A Sandwell-based training organisation is performing above the national average according to government watchdog Ofsted.
BCTG (formally Black Country Training Group), in Taylors Lane, Oldbury, is one of the largest training consortia in England and provides apprenticeship training, workforce development and NVQs.
It currently has more than 4,500 learners on its programmes, which are delivered by more than 40 work-based training providers in Birmingham, the Black Country, the East Midlands, Liverpool and Wiltshire.
BCTG’s Good Ofsted grading, bucks the trend amongst recent inspections, where other college and training providers regionally and nationally have been found to be inadequate.
Ofsted inspectors found that learners achieve their qualifications very successfully and there are high levels of satisfaction amongst apprentices.
Inspectors found current learners are making good progress, develop self-confidence and good workplace skills, and learn to apply theory to the practice within their workplace very well. Learners are motivated, enjoy their programmes and feel safe.
And they noted BCTG’s programmes not only meet the needs of learners well but are also closely tied with regional priorities and meet the needs of employer very well.
The report notes that overall management is good, safeguarding arrangements are given high priority and equality and diversity are effectively promoted to all consortium members and partners.
It says: “An outstanding aspect of the good overall leadership and management is the leadership provided by the director and managers at BCTG. The consortium is very well managed with key performance indicators used well to deliver continuous quality improvements to meet local and national needs.”
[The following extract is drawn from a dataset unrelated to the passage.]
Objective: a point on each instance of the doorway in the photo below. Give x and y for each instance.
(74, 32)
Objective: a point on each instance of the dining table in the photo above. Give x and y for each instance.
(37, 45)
Chris Luty, BCTG director, said: “We are very pleased with the Ofsted findings and the positive feedback both from learners and our training providers.
“It was particularly satisfying that the inspectors noted our provision ties in with regional priorities. We are very focused on meeting the needs both of employers in our region and ensuring our learners have the right skills to benefit the regional economy both now and in the longer term.”